Article on forensic linguistics

Good article on forensic linguistics in the Washington Times, with input from well-known forensic linguists (via Forensic Linguistics list).

Inter alia, Ted Kaczynski, the Unabomber, was pinned down because he wrote, ‘You can’t eat your cake and have it too’, a less common form than ‘You can’t have your cake and eat it too’, but more correct and used in middle English.

bq. Matters can be as simple as knowing that a fourth-grade dropout is unlikely to write a purported written confession to police containing the words “this perpetrator then approached my vehicle,” and as complicated as recognizing the existence of individual dialects and geographical disparities in certain words or phrases that aren’t always in the dictionary. Thus, a strip of land beside a street curb may be known variously as a “tree box,” a “county strip” or a “devil strip.”

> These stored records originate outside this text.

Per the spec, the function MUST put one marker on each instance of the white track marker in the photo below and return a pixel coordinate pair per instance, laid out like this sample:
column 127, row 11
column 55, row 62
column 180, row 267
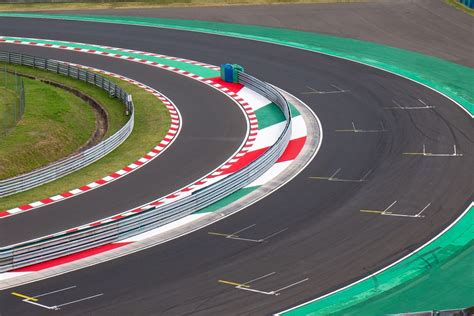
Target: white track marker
column 399, row 107
column 247, row 285
column 355, row 130
column 333, row 177
column 426, row 154
column 236, row 235
column 79, row 300
column 419, row 214
column 56, row 291
column 274, row 234
column 390, row 206
column 386, row 213
column 314, row 91
column 277, row 292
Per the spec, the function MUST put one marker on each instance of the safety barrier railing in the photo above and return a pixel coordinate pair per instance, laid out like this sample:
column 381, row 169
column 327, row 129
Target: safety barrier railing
column 64, row 243
column 78, row 160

Interpreting error / Fehler beim Dolmetschen

Apparently an interpreter working for a company (Lesley Howard Languages) hired by CNN made a slip on Saturday, saying Iran has the right to build nuclear weapons, instead of saying that Iran has the right to nuclear energy, and that “a nation that has civilization does not need nuclear weapons.” (CNN.com report – thanks to Patrick).

bq. The translation company, Lesley Howard Languages, apologized to CNN.
“Obviously, we’re taking it very, very seriously. We will never use him again,” owner Lesley Howard said, referring to the interpreter.
She said the same interpreter, who like other interpreters is contracted for individual projects, has done good work in the past, including for CNN.

For those not in the know: Lesley is the usual spelling for a woman’s name, and Leslie for a man (as in the case of Leslie Howard who played Ashley Wilkes in Gone with the Wind, and Henry Higgins in Pygmalion). Of course, not all parents know that.

Meanwhile, in Iraq, the military version of The Way to Amarillo (videoclip).

Translators and crime fiction/Übersetzer und Krimis

Hot off the press comes this report of last November: the Crime Writers Association awarded the Golden Dagger to Silence of the Grave, by Arnaldur Indridason (German Todeshauch – see krimiblog.de). It was translated into English by Bernard Scudder. But in future, translations will not be allowed. (This has nothing to do with the new sponsor, Duncan Lawrie Private Bank, after whom the prize is being renamed the Duncan Lawrie Dagger):

Books in translation present a particular problem. Are we rewarding the original writer or the translator? The problems of catching idiom and ‘voice’ in one language and reproducing this in another are formidable. The role of the translator is more creative than that of simply transcribing from one language into another. We are therefore actively seeking a sponsor for an award that will recognise the contribution of the translator and hope to make an announcement as soon as possible.
The Duncan Lawrie Dagger is the world’s premier award for new crime fiction. Last year there were over two hundred entries for its predecessor, the Gold Dagger. The introduction of the new Duncan Lawrie Dagger will almost certainly increase the entry again.
The decision to exclude translations is in no way jingoistic: this Dagger is open to anyone writing crime fiction anywhere in the world, as long as the book is written in English and published in the UK.

Guardian article of November.

A man called Carol

Carol Bennett’s Dictionary of Insurance has come out in the second edition (first edition was 1992).

This was recommended on the LIFT mailing list (ITI legal and financial translators). Apparently Witherby’s Insurance Dictionary (1997, still available from the publisher) is the standard.

I don’t like to be fussy, and the dictionary is scarcely less worth having for it, but I had to read Bennett on the tube to Nuremberg as the Fürther Nachrichten machine had iced up, and I don’t think I’ve ever seen so many typos and errors in cross-referencing in five minutes except in my own materials for students. What is the editor doing?

The required minimum margin entry referred to FSA (qv). But there is no entry for FSA, only for Financial Services Authority (FSA). Adventure had a cross-reference to marine adventure, but the entry was on maritime adventure. Then my eye was caught by Marital law at the top of the page, but the reference was really to Martial law.

This should not be interpreted as meaning that I spend all my time looking for mistakes.